The Correct Option is A

Step 1: Understanding the Concept:
The wavenumber ($\bar{\nu}$) of emitted radiation is calculated using the Rydberg formula.
Step 2: Key Formula or Approach:
$\bar{\nu} = \text{R}_\text{H} \left[\frac{1}{\text{n}_1^2} - \frac{1}{\text{n}_2^2}\right]$ where $\text{n}_1<\text{n}_2$.
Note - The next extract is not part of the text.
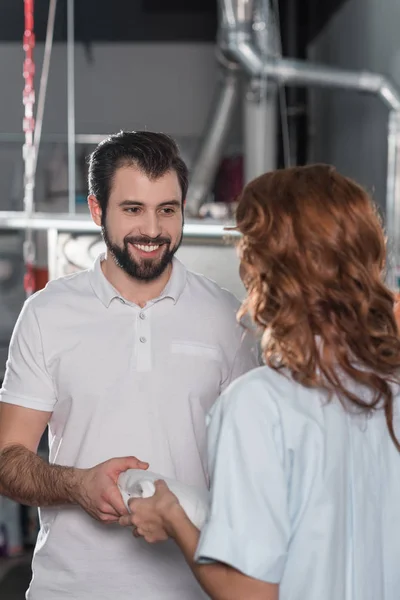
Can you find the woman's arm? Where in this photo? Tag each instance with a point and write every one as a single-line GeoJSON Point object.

Step 3: Detailed Explanation:
Given: $\text{n}_1 = 2$, $\text{n}_2 = 5$, $\text{R}_\text{H} = 109677\text{ cm}^{-1}$.
\[ \bar{\nu} = 109677 \times \left[\frac{1}{2^2} - \frac{1}{5^2}\right] \]
\[ \bar{\nu} = 109677 \times \left[\frac{1}{4} - \frac{1}{25}\right] \]
\[ \bar{\nu} = 109677 \times \left[\frac{21}{100}\right] \]
\[ \bar{\nu} = 1096.77 \times 21 = 23032.17\text{ cm}^{-1} \approx 23032\text{ cm}^{-1} \]
Step 4: Final Answer:
The wavenumber is $23032\text{ cm}^{-1}$.